Sunday, July 20, 2008

Tulum


































It's way hotter than it looks.

Tulum was praised by friends and colleagues who'd made the town and its ruins part of their travels, or pardon me, their vacations, in the past. "Don't forget to try..." or "You should stay at..." Don't do it. As Mark, a 20-something young man I met on my bus escape out of Tulum put it, "This area is made up of a bunch of scuzzy little towns, like this one."

Before the attack begins, I want to clarify that statement as far as I am concerned. It resonated for me for sure and put words to the confusion I was feeling at not having the time of my life in Tulum. Can't speak for Mark. Nothing can touch the powdery white sands and Caribbean blue of the warm ocean water. The uncared for cabanas, the little tour information palapas and the few beach clubs (read: a few chairs or beach beds that a hotel owns) of the northern beaches, the many families and European tourists on holiday - all those things help to create a beach environment not unlike those of my experiences here in the states. That coupled with the economic necessity of staying at a hotel in the seemingly uncared for little town equals a great big "What's the big deal?"

There was a bar on the main street, Tulum Avenue, that has a big screen over it playing music videos on a loop. I don't remember how many times I heard the same Britney Spears song blaring as I tried to sleep in my palapa roofed room at L'Hotelito. Ear plugs only help so much. I guess when I say scuzzy, I am thinking of a lot of the restaurants and other tourist-centered businesses that seemed to think, as far as I could tell, that by virtue of their demographic, they didn't have to try that hard. The tourists would come no matter what. And they did. To the sad and dim little hotel rooms with bathrooms that could've benefited from every chemical cleaning product the planet has to offer, to the bike rental shops with rusted bikes to the Mexican-Chinese restaurant (no Chinese people in sight). People came. The proprietors, the employees, didn't have to try to hard to bring in the lost visitors just looking for a place to have their morning coffee or spaghetti dinners.

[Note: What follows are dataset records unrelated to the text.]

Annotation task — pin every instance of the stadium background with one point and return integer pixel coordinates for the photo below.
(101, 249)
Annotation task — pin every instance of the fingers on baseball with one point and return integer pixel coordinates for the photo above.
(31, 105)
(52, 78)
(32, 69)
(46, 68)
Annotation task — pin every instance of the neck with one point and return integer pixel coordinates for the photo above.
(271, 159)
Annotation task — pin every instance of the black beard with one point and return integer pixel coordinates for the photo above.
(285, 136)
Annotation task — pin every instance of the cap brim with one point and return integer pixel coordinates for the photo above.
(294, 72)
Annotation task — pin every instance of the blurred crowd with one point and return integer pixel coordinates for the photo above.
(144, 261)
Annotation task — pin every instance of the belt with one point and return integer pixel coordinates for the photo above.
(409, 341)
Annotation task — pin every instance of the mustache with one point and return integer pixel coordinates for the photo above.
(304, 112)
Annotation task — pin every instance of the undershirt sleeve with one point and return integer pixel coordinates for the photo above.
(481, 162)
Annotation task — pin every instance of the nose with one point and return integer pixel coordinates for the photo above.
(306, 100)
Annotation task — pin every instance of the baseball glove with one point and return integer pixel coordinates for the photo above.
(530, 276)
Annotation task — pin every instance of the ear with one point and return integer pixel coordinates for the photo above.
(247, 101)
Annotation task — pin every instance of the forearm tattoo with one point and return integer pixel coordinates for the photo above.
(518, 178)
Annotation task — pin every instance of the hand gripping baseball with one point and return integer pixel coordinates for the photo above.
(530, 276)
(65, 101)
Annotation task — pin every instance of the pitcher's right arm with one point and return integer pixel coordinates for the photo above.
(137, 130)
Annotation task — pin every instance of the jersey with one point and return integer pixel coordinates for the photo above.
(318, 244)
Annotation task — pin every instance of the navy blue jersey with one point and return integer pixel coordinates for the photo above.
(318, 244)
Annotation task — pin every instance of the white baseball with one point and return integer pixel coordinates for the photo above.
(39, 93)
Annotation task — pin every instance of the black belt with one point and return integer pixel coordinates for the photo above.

But how about the ruins? The ruins, I thought, would have to be the saving grace of this leg of my travels. Every spot along the way I was determined to find at least one thing I liked. (This was a goal that I articulated only when things weren't so immediately hopeful.) I was mistaken. The ruins at Tulum themselves are not the disappointment. Rather, it is the environment that is constructed to show these reminders of the Mayans that once ran the show around there. The site can only be described as an archaeological Disneyland, with the appropriate ropes, lines, guides and water attractions. And don't forget to spend your American dollars in the "library" on your way out.

The feria artesania on the way to the parking lot was a let down too. Magnets, sombreros...And no shortage of customers. Why do people travel far from home to places like this? And enjoy it? My time in Tulum, my expectations and the reality of the visit, got me thinking about these questions. So I did get something out of it.

And for what it's worth, I never rented the rusty bike to check out the southern public beaches past the more expensive beachfront hotels. It was too damn hot for me to make that kind of ride without keeling over along the way. My guidebook gave the impression that I'd have found nothing but beach, and maybe my own little stretch of it.